Caractéristiques des lymphomes de la zone marginale

Les lymphomes de la zone marginale sont relativement rares et on en dénombre environ 2 800 chaque année en France. Selon les statistiques, ces lymphomes touchent surtout les personnes âgées de plus de 60 ans, notamment les femmes. Il s'agit d'un LNH indolent, il est donc d'évolution lente.

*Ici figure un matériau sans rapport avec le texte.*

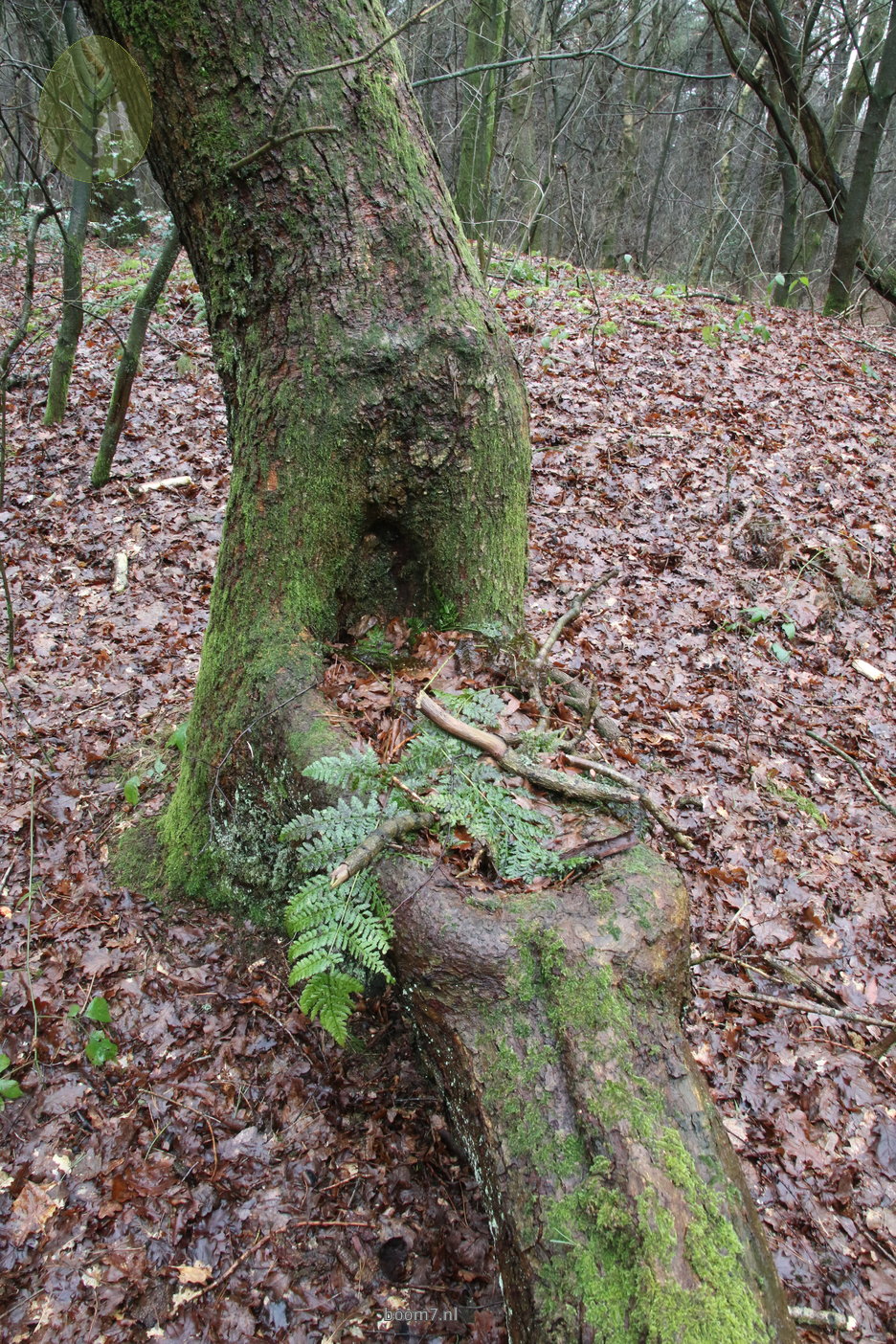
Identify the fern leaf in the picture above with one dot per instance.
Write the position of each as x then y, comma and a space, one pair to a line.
329, 998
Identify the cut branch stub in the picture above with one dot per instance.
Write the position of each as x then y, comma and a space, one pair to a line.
619, 1208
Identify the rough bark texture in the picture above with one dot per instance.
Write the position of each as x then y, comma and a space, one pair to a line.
852, 223
129, 360
376, 415
73, 313
619, 1210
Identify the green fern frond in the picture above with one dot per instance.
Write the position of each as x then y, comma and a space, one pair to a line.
329, 998
356, 771
335, 930
482, 707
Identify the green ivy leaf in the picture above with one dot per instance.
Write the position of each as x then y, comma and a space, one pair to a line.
99, 1010
100, 1048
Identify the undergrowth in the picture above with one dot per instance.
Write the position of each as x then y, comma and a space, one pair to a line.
342, 937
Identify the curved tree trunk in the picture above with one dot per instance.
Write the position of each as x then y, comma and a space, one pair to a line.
380, 466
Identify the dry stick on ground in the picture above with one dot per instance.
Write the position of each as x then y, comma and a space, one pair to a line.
826, 1320
643, 798
373, 844
856, 766
555, 781
801, 1005
222, 1278
559, 626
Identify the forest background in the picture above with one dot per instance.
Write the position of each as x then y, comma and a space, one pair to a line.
610, 140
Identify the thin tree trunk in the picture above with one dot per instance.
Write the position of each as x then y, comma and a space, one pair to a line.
661, 168
73, 248
380, 468
485, 34
73, 313
129, 362
852, 223
789, 219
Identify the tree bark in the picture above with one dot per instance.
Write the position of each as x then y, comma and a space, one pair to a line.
376, 415
129, 360
621, 1213
73, 312
852, 222
485, 35
380, 466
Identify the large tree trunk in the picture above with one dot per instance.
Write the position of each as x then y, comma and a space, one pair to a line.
380, 466
376, 415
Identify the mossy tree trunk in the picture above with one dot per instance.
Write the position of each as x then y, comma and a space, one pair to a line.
73, 248
376, 414
380, 466
73, 313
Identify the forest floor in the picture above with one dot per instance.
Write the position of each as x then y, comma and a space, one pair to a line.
232, 1175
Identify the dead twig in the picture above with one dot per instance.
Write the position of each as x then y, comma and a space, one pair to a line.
222, 1278
371, 845
510, 761
538, 665
856, 766
643, 797
166, 484
538, 672
825, 1320
801, 1005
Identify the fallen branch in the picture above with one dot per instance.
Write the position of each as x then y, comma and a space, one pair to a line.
538, 671
801, 1005
643, 798
168, 482
373, 844
207, 1288
578, 698
570, 616
856, 766
120, 577
510, 761
825, 1320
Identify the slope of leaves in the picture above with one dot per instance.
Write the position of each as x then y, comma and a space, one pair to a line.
743, 486
739, 472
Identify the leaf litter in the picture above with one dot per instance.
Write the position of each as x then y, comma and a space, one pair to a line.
230, 1175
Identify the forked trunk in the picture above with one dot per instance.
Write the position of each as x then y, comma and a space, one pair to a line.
380, 466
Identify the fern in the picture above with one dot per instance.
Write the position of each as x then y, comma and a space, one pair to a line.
329, 997
336, 933
349, 772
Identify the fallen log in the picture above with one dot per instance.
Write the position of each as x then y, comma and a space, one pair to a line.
551, 1023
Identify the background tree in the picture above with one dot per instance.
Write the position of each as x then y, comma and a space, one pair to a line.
380, 466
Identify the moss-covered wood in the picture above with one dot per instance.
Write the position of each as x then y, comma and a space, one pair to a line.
376, 415
619, 1210
380, 465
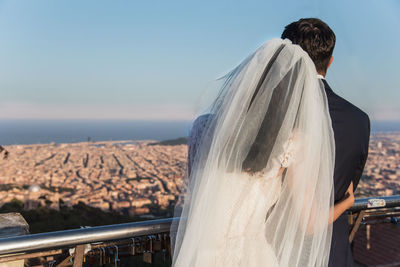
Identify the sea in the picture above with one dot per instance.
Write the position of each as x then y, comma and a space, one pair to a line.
71, 131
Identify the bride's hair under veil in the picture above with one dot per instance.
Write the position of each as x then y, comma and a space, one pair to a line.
272, 97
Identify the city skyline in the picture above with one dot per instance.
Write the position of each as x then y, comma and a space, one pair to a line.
156, 60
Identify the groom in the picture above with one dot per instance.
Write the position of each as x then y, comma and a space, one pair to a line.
351, 127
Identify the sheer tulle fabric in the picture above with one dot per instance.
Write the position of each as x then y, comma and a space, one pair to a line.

Fonctionnement du lymphome de la zone marginale

Ils sont dus à la multiplication incontrôlée de lymphocytes B anormaux. En temps normal, les lymphocytes B assurent une fonction immunitaire en produisant des anticorps. Certains sont également dotés d'une forme de mémoire. Ainsi, ces lymphocytes sont capables de produire les anticorps adaptés pour lutter contre les agents pathogènes qu'ils ont déjà rencontrés. Ce sont ces cellules lymphocytaires qui sont stockées dans une région des ganglions : la zone marginale. Le lymphome de la zone marginale est donc un lymphome qui est dû à la prolifération anormale de lymphocytes dans cette zone.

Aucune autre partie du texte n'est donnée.